DOD has also developed lists of its adversaries’ most frequently used techniques, and practices to combat them. Yet, DOD doesn’t know the extent to which it’s using these practices.

We made 7 recommendations that would have DOD fully implement cyber hygiene practices.

Computer code, hack

Highlights

What GAO Found

The Department of Defense (DOD) has not fully implemented three of its key initiatives and practices aimed at improving cyber hygiene. Carnegie-Mellon University defines cyber hygiene as a set of practices for managing the most common and pervasive cybersecurity risks. In discussions with GAO, DOD officials identified three department-wide cyber hygiene initiatives: the 2015 DOD Cybersecurity Culture and Compliance Initiative, the 2015 DOD Cyber Discipline Implementation Plan, and DOD's Cyber Awareness Challenge training.

The Culture and Compliance Initiative set forth 11 overall tasks expected to be completed in fiscal year 2016. It includes cyber education and training, integration of cyber into operational exercises, and needed recommendations on changes to cyber capabilities and authorities.

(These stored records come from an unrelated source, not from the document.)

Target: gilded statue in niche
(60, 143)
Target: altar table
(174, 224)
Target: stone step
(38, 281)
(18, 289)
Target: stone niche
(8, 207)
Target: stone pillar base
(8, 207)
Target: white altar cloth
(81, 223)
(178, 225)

However, seven of these tasks have not been fully implemented.

The Cyber Discipline plan has 17 tasks focused on removing preventable vulnerabilities from DOD's networks that could otherwise enable adversaries to compromise information and systems. Of these 17, the DOD Chief Information Officer is responsible for overseeing implementation of 10 tasks. While the Deputy Secretary set a goal of achieving 90 percent implementation of the 10 CIO tasks by the end of fiscal year 2018, four of the tasks have not been implemented. Further, the completion of the other seven tasks was unknown because no DOD entity has been designated to report on the progress.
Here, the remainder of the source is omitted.